Because of the above-mentioned drawbacks and others, there has been relatively little interest in applying endplates (or, as they have come to be called, tip fins or winglets) to modern high speed aircraft until the potential exhaustion of petroleum resources became apparent and, as a consequence, the cost of aircraft fuel increased. Recognizing that an increase in aircraft operating efficiency not only conserves fuel, but is important in providing aircraft that can be operated economically, those skilled in the art have thus begun to consider the design of more efficient aircraft engines and aircraft structure.
In this respect, it should be noted that both the military and commercial operators of high speed aircraft presently possess a substantial number of such aircraft and a large number are also currently in production. Thus, not only are designs necessary and desirable for a new generation of highly efficient aircraft, but designs are required for retrofitting to existing aircraft and for incorporation in aircraft currently being produced without requiring major design changes.
Accordingly, it is an object of this invention to provide a nonplanar wing configuration which exhibits high aerodynamic efficiency on both low speed and high speed flight of the aircraft.
It is another object of this invention to provide a wing configuration wherein induced drag is reduced relative to a conventional wing of the same aspect ratio and wherein a wing tip fin produces minimal profile drag and causes minimal interference and compressibility drag.

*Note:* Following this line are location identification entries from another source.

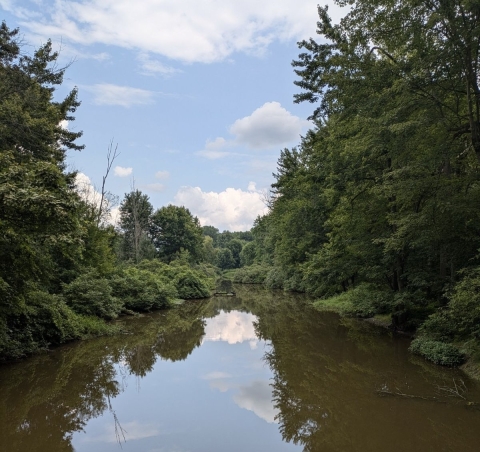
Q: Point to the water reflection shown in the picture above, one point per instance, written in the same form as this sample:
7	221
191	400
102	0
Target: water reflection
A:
232	327
237	373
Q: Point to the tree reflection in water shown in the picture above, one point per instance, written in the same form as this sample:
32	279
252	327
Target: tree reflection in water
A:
325	373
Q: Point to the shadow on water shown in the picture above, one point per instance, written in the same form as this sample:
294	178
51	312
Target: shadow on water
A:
329	376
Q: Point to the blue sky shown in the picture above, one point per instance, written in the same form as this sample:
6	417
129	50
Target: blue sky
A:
198	94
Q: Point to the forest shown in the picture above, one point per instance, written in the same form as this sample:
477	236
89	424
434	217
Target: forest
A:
374	214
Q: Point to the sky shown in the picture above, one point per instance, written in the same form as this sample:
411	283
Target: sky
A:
197	94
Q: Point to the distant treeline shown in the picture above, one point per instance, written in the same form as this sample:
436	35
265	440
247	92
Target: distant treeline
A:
64	270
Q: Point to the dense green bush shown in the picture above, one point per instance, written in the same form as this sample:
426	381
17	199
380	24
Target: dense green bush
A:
437	352
190	285
92	296
275	278
254	274
142	290
460	319
363	301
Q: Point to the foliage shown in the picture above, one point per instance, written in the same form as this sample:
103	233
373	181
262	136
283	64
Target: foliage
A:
135	223
225	259
437	352
91	295
376	210
248	254
365	300
173	229
253	274
142	290
190	285
235	246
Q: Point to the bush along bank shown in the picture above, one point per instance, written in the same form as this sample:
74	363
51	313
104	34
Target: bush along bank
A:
84	307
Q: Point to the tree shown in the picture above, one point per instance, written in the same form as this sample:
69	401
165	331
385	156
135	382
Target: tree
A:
31	122
175	228
212	232
135	222
235	246
225	259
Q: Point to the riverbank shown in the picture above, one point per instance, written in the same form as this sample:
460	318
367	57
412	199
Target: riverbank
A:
343	306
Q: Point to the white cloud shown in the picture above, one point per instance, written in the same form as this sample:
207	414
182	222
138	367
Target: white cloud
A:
216	375
162	175
233	327
216	144
152	67
189	31
132	431
155	187
213	155
268	126
232	209
122	172
89	193
125	96
257	397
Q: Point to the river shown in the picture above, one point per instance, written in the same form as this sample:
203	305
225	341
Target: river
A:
262	371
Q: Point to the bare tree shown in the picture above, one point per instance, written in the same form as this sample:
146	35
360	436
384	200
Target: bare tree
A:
112	154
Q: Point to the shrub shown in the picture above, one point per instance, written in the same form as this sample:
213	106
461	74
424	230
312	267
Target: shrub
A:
92	296
254	274
189	285
437	352
49	320
363	301
142	290
275	278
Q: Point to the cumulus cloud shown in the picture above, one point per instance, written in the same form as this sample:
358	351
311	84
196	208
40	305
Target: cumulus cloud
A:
213	155
132	431
150	66
189	31
155	187
162	175
213	149
257	397
87	191
268	126
232	209
124	96
233	327
120	171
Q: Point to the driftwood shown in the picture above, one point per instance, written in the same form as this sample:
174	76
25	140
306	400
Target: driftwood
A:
458	390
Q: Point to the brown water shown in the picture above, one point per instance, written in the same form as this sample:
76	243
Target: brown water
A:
259	372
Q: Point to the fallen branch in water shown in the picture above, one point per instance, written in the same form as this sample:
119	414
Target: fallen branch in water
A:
398	393
456	391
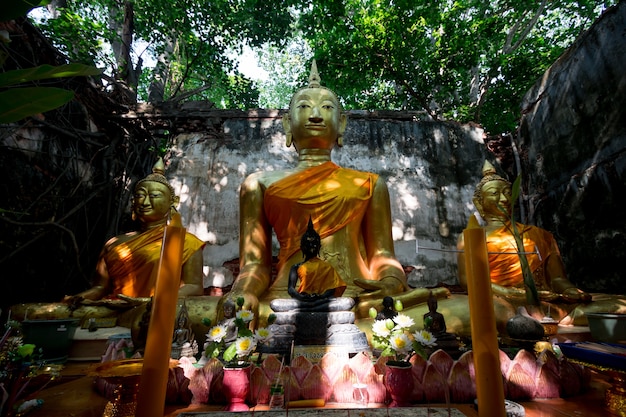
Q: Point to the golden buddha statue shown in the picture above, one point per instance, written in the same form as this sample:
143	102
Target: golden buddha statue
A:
557	295
349	209
128	262
492	199
126	270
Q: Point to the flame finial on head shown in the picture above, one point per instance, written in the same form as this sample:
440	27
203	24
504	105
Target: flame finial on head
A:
158	175
314	77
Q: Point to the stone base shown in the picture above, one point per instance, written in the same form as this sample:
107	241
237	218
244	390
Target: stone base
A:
91	346
315	353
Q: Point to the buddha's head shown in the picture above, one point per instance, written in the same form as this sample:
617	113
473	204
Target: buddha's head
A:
492	195
310	243
154	197
229	309
315	119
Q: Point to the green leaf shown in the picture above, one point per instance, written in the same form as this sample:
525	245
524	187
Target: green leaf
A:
230	352
18	103
515	189
13	9
46	71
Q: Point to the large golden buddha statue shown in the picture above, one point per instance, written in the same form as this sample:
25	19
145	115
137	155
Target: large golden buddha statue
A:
349	209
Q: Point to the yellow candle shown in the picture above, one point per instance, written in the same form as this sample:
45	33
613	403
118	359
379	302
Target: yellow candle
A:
489	386
319	402
153	383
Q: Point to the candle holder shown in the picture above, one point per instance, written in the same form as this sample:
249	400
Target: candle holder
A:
124	375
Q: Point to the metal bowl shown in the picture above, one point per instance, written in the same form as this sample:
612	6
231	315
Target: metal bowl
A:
607	327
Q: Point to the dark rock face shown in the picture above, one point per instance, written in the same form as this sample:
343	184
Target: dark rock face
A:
573	147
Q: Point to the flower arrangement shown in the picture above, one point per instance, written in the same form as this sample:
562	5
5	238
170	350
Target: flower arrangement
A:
393	338
237	352
20	363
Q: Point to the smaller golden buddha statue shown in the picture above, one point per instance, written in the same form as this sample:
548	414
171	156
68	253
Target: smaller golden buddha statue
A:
492	199
126	270
128	262
318	279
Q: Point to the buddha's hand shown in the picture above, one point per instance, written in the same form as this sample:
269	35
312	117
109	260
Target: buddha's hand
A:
376	289
250	301
133	301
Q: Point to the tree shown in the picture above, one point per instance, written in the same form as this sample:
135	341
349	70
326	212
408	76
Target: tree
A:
190	45
465	60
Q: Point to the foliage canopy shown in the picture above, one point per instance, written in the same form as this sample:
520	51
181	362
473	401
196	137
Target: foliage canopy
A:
465	60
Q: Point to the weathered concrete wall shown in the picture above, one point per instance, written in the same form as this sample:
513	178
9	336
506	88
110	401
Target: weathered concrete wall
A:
573	141
430	168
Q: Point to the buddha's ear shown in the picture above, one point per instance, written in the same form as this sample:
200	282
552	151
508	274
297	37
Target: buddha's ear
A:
343	121
287	128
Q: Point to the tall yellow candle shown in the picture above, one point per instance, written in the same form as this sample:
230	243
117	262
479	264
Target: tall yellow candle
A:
489	386
153	383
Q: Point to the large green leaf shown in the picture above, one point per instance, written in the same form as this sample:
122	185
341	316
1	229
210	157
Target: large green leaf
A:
46	71
18	103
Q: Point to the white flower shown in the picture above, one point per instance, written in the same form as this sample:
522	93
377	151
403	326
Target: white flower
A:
262	334
400	342
216	333
245	345
245	315
403	321
425	337
380	328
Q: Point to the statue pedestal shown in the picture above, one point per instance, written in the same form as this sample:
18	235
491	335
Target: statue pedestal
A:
91	346
316	330
315	353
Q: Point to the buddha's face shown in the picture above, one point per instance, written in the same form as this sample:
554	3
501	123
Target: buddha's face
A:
495	197
152	202
315	120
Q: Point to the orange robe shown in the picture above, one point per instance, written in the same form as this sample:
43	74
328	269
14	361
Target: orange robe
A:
331	195
505	268
132	265
317	276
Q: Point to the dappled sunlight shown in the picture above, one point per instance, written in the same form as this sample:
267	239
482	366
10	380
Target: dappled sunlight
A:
331	186
219	185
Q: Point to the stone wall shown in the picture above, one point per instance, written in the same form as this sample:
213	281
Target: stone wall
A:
430	168
573	142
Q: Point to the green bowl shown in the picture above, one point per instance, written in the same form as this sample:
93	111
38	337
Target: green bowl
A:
54	337
607	327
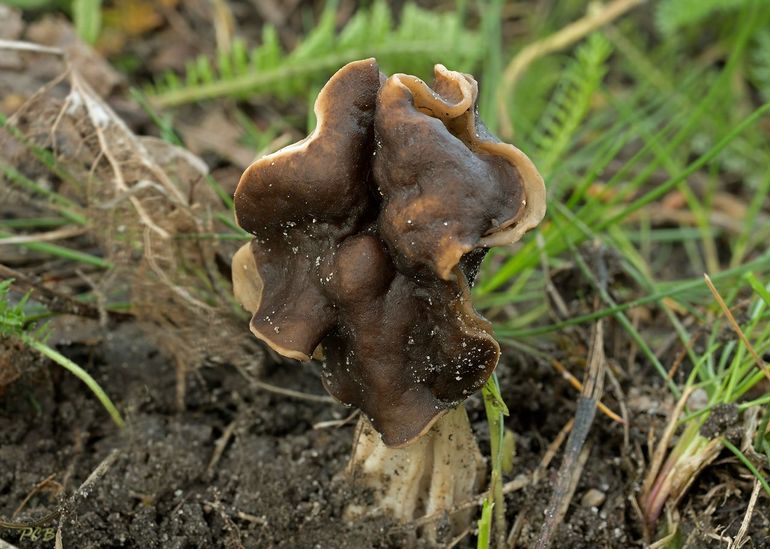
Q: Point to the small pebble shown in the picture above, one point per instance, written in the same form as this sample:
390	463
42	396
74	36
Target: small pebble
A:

It is yet another object of this invention to provide a wing tip fin for reducing induced drag wherein a tip fin is also configured for causing minimal increase in wing bending moment normally attendant to adding structure to the outboard portions of the wing.
Even further, it is an object of this invention to provide a wing tip fin of the above-described type which is readily incorporated in present aircraft designs and readily retrofitting to existing high speed aircraft.